Living and working in the secret Manhattan District laboratory was truly unique. Hearing talks by Nobel Laureates (past & future), participating in nuclear experiments that determined the critical masses for U-235 and Pu-239, having near-catastrophic accidents, working with an armed guard watching you, having Enrico Fermi ask you to come to his office--these are unforgettable memories.

There will be a description of 3 days in the New Mexico desert and a description of the early morning nuclear explosion at the Trinity Site and a description of that Site 30 days later.

Biographical Sketch
Lewis Worth Seagondollar earned an AB degree from KSTC in 1941, and a PhM (1943) and PhD (1948) in physics from the University of Wisconsin.
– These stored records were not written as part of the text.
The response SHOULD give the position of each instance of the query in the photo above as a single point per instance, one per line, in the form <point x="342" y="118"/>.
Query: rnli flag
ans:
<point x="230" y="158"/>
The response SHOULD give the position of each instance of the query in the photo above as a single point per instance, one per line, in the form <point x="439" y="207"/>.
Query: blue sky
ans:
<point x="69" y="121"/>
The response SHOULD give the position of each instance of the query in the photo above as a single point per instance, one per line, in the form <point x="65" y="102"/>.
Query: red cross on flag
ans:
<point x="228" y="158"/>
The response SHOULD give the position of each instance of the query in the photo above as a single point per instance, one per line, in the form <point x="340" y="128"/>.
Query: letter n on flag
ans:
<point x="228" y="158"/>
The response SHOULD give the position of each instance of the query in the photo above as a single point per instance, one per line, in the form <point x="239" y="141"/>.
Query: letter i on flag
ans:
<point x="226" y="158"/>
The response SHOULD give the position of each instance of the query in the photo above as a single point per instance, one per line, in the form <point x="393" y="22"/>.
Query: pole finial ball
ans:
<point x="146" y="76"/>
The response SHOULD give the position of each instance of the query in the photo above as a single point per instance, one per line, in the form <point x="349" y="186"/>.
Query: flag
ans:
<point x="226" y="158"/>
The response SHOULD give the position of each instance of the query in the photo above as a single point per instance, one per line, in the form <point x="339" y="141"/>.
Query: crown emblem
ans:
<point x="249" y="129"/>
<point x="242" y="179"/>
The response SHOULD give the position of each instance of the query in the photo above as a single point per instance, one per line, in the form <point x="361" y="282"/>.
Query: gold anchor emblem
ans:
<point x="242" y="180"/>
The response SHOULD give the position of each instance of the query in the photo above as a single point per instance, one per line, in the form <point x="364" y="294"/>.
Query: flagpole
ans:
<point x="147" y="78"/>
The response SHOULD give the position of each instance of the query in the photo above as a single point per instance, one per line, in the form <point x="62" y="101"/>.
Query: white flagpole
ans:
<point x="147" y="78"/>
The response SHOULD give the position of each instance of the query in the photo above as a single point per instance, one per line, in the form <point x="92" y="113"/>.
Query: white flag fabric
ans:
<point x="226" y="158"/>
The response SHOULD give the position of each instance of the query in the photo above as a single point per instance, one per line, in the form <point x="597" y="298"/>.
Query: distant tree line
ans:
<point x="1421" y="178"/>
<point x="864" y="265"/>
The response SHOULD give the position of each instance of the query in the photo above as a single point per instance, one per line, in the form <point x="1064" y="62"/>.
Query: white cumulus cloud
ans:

Between 1944 and 1946 Seagondollar worked with the Manhattan Project at the Los Alamos National Laboratory complex. At Los Alamos he "worked on critical mass experiments and was nine miles from the first man-made nuclear explosion." Seagondollar's career included academic appointments at the University of Kansas (1947-65) and North Carolina State University (1965-91) where he was chair of physics from 1965-75.

Selected also as a Fellow of the American Physical Society, he was an active member of numerous professional organizations and served for six years as the national president of Sigma Pi Sigma (1962-68), a national physics honor society. Now a professor emeritus at NC State, he continues also as a Radiation Safety Officer with the Triangle Universities Nuclear Laboratory in North Carolina.

The Seagondollars reside in Raleigh, North Carolina.